Toronto Raptors v Golden State Warriors Photo by Ezra Shaw/Getty Images

The Golden State Warriors beat the Toronto Raptors 106-105 on Sunday, in one of the weirder Warriors wins I can recall. They jumped out to a big lead. They tried frantically to give it back. They almost succeeded, and I’m still unsure as to how they failed.

On the one hand, it’s never a good sign when you almost lose a game that you comfortably led for 40 minutes. On the other hand, winning when Steph Curry had the worst shooting night of his career sounded utterly implausible two weeks ago.

Like I said: weird. So let’s revisit the keys to the game. I have a feeling they won’t quite fit.

Siakam fouls

The key: Get Pascal Siakam in foul trouble early and often.

The outcome: The Warriors did not get Siakam — who had recorded at least five fouls in five of his seven games — into foul trouble, as he had just two fouls on the game. So in that regard, they failed at this key rather miserably.

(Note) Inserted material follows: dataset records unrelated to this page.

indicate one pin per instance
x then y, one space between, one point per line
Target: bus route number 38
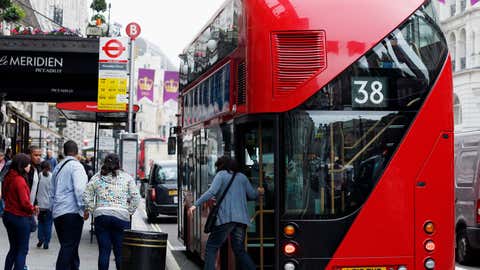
369 92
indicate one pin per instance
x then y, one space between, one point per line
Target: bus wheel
463 252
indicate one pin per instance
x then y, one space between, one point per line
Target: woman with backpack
18 211
233 189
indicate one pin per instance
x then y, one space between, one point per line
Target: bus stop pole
130 88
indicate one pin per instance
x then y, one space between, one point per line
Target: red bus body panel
398 208
352 28
388 230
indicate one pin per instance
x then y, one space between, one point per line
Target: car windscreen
167 175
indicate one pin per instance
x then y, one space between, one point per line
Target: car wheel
464 253
142 190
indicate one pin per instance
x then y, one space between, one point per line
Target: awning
88 112
28 119
48 68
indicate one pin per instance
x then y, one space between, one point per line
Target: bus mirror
172 144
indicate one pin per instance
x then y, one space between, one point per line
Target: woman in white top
45 219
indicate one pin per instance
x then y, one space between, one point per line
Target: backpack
4 170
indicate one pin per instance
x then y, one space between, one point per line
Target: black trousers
69 230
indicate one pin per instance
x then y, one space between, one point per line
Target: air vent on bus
241 84
297 57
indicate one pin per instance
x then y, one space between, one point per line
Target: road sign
113 50
133 30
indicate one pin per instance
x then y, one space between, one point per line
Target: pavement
40 259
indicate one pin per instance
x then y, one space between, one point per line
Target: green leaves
14 13
5 4
99 5
98 16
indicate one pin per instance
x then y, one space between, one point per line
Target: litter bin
144 250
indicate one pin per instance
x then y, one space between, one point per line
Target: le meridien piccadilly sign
41 64
48 69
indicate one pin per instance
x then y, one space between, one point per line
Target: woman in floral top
113 197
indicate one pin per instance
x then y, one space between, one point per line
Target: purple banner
145 83
170 86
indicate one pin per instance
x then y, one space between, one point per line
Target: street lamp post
41 124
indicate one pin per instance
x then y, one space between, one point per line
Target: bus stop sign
133 30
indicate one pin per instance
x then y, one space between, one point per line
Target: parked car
161 196
467 197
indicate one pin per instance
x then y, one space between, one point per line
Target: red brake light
289 248
153 194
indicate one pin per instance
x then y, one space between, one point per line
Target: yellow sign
112 94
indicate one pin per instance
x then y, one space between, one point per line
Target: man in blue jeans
69 181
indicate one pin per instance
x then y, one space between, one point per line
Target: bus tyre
463 252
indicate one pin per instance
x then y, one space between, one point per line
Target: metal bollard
144 250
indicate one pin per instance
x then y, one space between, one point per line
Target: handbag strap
226 190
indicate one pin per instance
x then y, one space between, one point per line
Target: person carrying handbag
233 190
18 212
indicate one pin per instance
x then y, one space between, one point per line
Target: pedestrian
34 174
112 196
51 159
68 184
233 217
8 154
45 219
18 212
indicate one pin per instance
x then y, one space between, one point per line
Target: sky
170 24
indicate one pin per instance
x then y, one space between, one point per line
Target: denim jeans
18 230
218 236
69 230
109 232
45 221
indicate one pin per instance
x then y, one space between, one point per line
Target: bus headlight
429 263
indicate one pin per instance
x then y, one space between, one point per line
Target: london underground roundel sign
113 48
133 30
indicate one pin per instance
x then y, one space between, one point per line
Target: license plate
364 268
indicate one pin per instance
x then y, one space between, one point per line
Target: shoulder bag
212 216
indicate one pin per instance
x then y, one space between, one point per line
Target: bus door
256 155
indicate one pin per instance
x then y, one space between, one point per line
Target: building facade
154 116
460 20
51 14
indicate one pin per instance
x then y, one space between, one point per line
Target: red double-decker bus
342 111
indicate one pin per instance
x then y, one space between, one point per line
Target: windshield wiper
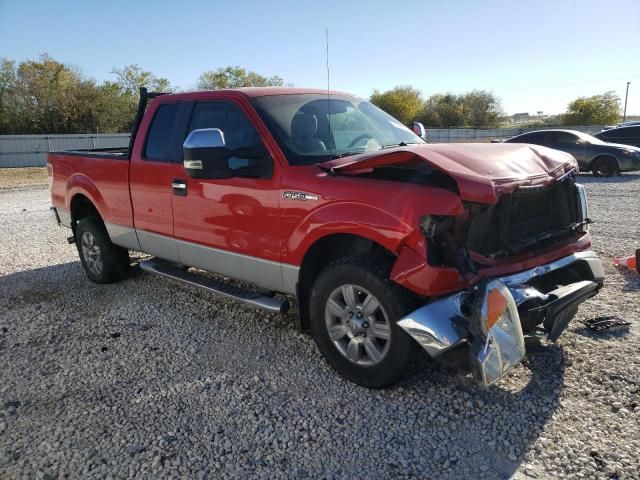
401 144
345 154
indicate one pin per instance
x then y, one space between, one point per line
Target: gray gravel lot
148 378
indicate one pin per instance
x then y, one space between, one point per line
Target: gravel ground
152 379
22 177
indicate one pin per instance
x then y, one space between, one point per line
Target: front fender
351 218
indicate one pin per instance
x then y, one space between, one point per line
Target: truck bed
121 153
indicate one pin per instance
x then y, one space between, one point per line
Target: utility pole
626 95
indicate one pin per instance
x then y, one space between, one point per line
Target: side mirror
206 155
419 130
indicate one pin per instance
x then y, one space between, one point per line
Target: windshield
314 128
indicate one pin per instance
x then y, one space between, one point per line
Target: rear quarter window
158 137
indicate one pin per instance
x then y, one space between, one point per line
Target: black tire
604 167
113 260
372 274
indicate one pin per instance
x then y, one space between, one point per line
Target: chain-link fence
31 150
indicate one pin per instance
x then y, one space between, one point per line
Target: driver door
231 226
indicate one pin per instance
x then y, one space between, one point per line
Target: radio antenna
328 72
326 31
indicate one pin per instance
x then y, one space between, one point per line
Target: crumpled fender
81 184
392 226
412 271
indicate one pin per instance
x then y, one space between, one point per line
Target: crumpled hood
482 170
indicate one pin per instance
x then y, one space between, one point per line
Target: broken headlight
498 343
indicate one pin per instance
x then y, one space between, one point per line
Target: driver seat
304 127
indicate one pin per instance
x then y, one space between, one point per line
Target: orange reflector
496 303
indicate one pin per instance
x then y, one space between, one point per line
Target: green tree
595 110
8 107
402 102
131 77
119 99
444 111
45 96
481 109
235 77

But it is worth noting that they got Chris Boucher in foul trouble. The former Warrior was the only center that Nick Nurse was willing to play, as Aron Baynes and Alex Len stayed glued to the bench. And Boucher was rather dominant — despite playing just 24 minutes, he recorded 15 points, 6 rebounds, and 6 blocked shots.

He also fouled out.

So if I had the foresight to list this key as “get the Toronto frontcourt in foul trouble early and often,” the Warriors would be sitting with a pretty nice grade. But I flubbed that one.

Grading the key: 1 out of 10.

Bench mob

The key: Find rhythm with the bench unit again, on both ends of the court.

The outcome: Success. The Warriors bench unit has quietly been establishing themselves as one of the best in the league.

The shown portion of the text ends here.